Suarez, biting, outrage and social acceptability

The Liverpool football player Luis Suarez has just received a 10 match ban for biting another footballer during a game at the weekend. The initial incident caused a lot of comment, not least of all jokes that the victim was in trouble now that Frank Lampard knew he was edible*.

I’ve already broken a taboo though, I’ve referred to Ivanovic as the victim, as though some crime has occurred. The general consensus among football pundits and newspaper sports writers is summed up nicely by Liverpool, the once great moral compass of British football, saying they’re “shocked and disappointed” by the “severity” of the FA’s decision. It has to be remembered that this is the very same club that defended the very same players racial abuse of another player to the hilt, even when he was given an 8 match ban for it.
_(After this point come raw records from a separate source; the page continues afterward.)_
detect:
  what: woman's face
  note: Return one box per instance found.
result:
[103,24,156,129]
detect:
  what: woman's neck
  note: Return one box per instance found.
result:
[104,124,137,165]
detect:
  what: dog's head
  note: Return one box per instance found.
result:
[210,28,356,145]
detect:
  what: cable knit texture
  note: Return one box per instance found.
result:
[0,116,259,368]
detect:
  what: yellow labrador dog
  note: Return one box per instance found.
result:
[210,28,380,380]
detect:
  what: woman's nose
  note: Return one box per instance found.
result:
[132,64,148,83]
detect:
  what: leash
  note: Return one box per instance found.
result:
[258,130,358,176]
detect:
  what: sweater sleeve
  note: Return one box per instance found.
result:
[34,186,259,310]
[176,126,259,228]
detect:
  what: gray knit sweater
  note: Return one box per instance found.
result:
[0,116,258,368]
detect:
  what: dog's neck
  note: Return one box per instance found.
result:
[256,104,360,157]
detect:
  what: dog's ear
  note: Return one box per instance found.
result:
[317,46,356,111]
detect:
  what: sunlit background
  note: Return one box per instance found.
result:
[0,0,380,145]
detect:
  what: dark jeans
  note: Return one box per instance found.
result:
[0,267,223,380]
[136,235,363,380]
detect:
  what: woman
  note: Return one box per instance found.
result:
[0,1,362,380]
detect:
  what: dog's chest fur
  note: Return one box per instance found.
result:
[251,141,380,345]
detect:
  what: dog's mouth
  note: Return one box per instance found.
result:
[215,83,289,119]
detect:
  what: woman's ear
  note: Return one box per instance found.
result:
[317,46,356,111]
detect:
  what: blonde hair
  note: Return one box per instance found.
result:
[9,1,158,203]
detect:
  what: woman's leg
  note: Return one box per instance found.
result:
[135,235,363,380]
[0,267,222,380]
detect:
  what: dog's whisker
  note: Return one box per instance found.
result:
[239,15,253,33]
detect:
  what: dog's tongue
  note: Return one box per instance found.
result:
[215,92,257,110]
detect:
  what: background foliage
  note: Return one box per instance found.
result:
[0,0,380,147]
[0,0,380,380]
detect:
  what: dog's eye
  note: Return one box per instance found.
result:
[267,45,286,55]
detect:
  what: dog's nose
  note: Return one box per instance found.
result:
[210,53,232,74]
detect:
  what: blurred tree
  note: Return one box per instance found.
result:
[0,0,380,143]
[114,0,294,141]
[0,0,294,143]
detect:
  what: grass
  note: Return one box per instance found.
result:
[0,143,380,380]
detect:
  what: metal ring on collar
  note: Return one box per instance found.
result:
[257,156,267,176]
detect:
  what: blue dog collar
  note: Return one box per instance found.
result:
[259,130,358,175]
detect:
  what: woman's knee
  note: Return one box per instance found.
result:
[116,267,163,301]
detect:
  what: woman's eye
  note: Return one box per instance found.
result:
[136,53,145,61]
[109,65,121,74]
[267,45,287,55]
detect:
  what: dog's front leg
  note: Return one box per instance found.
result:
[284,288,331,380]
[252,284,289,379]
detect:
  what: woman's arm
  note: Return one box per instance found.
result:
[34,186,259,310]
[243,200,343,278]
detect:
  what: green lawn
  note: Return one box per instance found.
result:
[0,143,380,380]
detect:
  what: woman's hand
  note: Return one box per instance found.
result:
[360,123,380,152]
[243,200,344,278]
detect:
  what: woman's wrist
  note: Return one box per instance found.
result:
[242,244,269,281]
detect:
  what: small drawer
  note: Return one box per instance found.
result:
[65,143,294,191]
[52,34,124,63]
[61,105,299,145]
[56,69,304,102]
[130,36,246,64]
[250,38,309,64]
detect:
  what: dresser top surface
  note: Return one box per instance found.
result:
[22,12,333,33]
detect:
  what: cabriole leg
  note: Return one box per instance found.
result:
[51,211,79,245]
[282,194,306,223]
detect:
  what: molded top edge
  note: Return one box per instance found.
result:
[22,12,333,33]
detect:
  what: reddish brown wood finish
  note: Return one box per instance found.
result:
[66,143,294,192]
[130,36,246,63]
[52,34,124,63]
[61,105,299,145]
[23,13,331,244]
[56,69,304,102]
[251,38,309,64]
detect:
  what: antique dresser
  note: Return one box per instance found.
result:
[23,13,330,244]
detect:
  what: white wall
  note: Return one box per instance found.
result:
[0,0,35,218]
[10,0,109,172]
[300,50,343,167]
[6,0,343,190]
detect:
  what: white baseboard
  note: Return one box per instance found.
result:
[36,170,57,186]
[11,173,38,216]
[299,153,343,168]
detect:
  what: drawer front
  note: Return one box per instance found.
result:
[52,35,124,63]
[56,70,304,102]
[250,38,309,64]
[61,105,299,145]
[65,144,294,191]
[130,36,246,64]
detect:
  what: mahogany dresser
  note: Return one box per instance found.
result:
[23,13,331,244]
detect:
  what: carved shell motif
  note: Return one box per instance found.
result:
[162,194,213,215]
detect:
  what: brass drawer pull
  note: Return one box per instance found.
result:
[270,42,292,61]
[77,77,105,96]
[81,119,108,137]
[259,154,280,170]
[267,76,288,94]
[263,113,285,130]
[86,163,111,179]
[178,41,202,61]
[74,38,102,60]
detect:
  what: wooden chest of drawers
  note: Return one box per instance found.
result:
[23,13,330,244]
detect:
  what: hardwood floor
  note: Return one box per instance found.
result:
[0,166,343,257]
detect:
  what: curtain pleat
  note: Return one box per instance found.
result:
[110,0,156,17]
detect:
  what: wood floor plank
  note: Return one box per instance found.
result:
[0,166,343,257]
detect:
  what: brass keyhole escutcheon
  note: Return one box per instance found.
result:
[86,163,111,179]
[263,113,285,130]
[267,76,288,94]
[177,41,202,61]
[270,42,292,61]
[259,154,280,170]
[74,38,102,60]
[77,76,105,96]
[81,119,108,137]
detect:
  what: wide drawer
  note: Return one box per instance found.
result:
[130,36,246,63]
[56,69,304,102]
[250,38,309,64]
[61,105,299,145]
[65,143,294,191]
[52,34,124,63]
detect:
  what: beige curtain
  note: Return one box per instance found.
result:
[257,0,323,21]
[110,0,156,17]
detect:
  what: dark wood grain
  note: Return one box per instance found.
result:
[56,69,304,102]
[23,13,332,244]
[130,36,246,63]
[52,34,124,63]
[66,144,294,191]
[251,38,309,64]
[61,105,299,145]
Suarez himself got into trouble while an Ajax player for biting one of the opposition, so he has form, and also a questionable choice in diet- perhaps an iron deficiency?

Pundits and players are trotting out straw man arguments that the ban is longer than that awarded for a vicious tackle- Liverpool’s own Jamie Carragher has said he would rather have been bitten than put out of the game for 6 months by a intentionally bad tackle that had a much less severe punishment.

They all miss the point that biting, as well as spitting (which in itself is a straight red card in football and carries a mandatory 3 match ban), are completely socially unacceptable in children, let alone adults, and let alone adults who earn millions and millions of pounds a year and are role models (whether they like it or not) to many impressionable kids.

What is a brilliant contrast is looking at the comments from parent bloggers and people who don’t follow football on twitter compared to football fans/writers/correspondents. You wont find us running a poll over whether it’s too harsh a ban, let me tell you!

You won’t find any hand wringing bleating about the unfairness of it all, you’ll see comments like:-

I have to give special mention to @leemcivor a Liverpool fan who I was chatting to on twitter who thought it was a just punishment and was horrified at it all. A sole sane voice in the wilderness from my own experience but perhaps I’m just unlucky in who I follow.
I was initially worried it was just me- two things are drilled into our kids from an early age: no biting and no spitting. It’s one of the things I like to think makes us civilised. The last time any of our kids bit me was over a year ago. In a fit of anger and the confiscation of some toys that had been lying around, the boy tried to punch me in the balls and Fifi bit me on the arm. Once she realised what she had done in anger, she was mortified, went white as a sheet and started crying but I followed through, picking her up and putting her in her room, firmly telling her that we do not bite in this household.

If a three year old can understand this, I’m baffled by how a 26 year old footballer and the hierarchy of a football club can pay lip service to biting being wrong and be outraged at the punishment meted out.

Football it seems exists, and still wants to continue to exist, in some sort of moral vacuum that exonerates our heroes from culpability for their actions, however unsavoury. This can only be a bad thing for society and for our kids.

*there are plenty of Fat Frank jokes that still do the rounds about Frank Lampard’s size. He’s not fat.